Some districts may still consider End of Grade scores in retention decisions, despite the state waiver. The Macon Telegraph reports: "In Bibb County, however, test results won’t completely be thrown out as a factor for whether students move on to the next grade. Superintendent Curtis Jones said that more than 71 percent of the county’s tests were done online and no glitches were reported...district educators and administrators will still consider test results when decisions are made on promotion, even if the state rule is relaxed."
This patchwork quilt of retention/retesting would seem to undermine Georgia’s quest for common standards and practices around state testing. DOE disagrees.
“The standards are common: all students learn them in the classroom. Like many things, local control allows for decision-making at the local level. We set the minimum requirements bar, and districts can set a higher bar if they want,” said Cardoza.
“This year’s online administration was a significant improvement over last year’s and the number of interrupted sessions is significantly fewer. Nonetheless, in an abundance of caution we sought the waiver for promotion and retention from the State Board of Education,” said Cardoza. “We will produce a CCRPI for the 2015-2016 school year. Just as we did for the 2014-2015 CCRPI, we will use what we learn from the analyses to make informed decisions about CCRPI calculations stemming from this year’s administration.”
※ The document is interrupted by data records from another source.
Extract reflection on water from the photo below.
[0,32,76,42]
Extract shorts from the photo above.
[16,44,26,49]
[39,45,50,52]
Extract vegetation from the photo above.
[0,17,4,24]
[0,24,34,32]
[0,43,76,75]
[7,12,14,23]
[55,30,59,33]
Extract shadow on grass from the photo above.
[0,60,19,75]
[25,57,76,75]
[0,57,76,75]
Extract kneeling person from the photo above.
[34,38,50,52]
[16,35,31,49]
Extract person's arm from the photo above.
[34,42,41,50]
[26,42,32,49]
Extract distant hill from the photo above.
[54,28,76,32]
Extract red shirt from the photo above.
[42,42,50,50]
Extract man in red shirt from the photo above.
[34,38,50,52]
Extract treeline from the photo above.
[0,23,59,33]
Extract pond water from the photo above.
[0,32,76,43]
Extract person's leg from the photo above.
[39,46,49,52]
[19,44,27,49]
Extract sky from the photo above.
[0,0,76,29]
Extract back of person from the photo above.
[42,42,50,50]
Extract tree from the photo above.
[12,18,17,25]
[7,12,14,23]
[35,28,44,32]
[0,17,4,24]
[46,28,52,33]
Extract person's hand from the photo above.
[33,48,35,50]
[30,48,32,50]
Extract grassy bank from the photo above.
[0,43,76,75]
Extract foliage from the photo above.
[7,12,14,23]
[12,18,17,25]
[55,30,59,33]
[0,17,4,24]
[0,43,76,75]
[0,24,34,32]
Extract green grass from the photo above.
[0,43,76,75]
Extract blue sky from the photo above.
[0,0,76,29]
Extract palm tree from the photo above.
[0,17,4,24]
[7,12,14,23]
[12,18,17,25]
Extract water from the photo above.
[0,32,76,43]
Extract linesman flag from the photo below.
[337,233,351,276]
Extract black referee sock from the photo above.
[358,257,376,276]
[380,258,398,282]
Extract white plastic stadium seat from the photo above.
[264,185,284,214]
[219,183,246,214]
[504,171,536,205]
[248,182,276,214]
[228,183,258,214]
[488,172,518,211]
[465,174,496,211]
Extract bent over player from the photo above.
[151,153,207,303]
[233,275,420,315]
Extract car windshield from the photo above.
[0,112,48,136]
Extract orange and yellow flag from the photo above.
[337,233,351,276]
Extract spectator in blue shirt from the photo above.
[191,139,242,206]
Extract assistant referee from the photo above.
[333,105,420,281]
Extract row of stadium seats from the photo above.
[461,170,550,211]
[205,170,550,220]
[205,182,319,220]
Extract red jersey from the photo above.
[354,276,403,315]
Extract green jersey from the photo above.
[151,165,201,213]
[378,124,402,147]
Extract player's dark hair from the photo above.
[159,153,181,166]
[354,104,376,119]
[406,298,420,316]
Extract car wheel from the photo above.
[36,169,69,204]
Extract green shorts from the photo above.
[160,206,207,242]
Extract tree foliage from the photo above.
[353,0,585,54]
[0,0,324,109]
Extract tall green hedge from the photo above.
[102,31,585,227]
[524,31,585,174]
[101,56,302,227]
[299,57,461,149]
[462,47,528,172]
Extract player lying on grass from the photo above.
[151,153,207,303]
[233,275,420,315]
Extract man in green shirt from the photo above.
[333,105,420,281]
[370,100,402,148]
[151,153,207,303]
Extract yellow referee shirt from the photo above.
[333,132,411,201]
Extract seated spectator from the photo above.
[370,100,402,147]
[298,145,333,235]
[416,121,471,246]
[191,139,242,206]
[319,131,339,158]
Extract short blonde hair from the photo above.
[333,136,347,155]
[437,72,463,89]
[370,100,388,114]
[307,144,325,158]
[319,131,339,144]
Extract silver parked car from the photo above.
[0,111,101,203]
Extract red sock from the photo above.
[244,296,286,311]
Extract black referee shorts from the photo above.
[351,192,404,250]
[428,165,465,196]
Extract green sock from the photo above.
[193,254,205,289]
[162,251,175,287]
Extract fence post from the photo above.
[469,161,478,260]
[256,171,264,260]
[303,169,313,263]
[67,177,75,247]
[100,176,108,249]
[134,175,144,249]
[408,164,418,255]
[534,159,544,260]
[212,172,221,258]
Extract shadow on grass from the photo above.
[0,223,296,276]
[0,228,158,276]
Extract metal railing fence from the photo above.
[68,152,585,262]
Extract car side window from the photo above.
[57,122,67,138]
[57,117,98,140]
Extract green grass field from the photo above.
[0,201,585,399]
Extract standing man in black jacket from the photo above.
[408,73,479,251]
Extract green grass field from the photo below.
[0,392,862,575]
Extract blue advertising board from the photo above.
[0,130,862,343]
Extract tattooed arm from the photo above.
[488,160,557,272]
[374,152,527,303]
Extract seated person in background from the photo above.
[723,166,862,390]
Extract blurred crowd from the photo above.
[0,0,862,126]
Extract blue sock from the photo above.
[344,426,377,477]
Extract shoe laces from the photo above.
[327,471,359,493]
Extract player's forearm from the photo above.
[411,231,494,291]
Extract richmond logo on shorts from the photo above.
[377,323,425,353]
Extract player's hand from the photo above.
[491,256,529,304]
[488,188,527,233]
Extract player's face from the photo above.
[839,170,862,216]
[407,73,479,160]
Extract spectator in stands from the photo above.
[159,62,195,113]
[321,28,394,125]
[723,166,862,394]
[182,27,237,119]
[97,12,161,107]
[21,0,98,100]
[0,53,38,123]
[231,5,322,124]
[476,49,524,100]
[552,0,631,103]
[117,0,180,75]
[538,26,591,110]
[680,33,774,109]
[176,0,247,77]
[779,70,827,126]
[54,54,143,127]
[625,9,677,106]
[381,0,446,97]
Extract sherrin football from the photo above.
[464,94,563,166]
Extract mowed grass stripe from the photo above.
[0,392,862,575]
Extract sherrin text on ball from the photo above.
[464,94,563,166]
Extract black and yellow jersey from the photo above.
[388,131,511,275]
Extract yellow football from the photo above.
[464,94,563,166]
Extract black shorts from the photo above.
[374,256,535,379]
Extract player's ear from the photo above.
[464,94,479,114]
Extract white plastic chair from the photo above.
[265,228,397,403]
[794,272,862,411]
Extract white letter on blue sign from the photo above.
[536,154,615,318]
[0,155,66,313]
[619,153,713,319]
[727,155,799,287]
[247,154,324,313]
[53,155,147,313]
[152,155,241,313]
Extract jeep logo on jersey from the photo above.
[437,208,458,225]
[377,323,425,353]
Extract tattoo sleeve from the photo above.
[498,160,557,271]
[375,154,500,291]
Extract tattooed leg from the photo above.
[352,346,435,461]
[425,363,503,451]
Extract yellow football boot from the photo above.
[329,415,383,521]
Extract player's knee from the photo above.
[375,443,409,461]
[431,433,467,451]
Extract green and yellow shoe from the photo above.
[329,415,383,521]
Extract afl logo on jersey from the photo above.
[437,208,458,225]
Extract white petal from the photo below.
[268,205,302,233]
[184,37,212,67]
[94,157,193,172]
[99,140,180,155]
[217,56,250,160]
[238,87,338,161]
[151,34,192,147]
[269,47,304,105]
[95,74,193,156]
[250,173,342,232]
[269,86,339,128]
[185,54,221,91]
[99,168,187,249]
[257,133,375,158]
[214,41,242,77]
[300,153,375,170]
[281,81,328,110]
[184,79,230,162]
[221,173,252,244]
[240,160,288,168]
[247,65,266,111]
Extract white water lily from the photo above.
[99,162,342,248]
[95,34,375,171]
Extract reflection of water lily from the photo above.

Last year, DOE analyzed testing data to see how many students were undermined by technical problems. (DOE can track testing interruptions.) In Clarke County, the tally was 6 percent of math test takers. As a result, those students' scores were not factored into the district’s CCRPI grade.
“We thought that was very fair,” said Jarboe. “The state said it would do the same thing this year. DOE has been very responsive to me when I have called with issues and problems. Sometimes, the problems have not been fixed as fast as I wanted, but they have been responsive. Unfortunately, it doesn’t help when kids are sitting there who can’t get into tests.”
"Electronic, online testing is an innovation that our district fully supports as an assessment method. Testing is more efficient, students are engaged at higher levels and technology-enhanced items can better measure a student's ability to problem-solve. However, innovation usually comes with growing pains in its implementation, and that is certainly true in this case," said Jarboe.
"Therefore, it is unfortunate that state legislation and the State Board of Education have made Milestones testing a high-stakes event for students and teachers," he said. "The difficulties with its implementation have resulted in frustration and anxiety for students and teachers, which has diminished much of the innovative value of the online platform."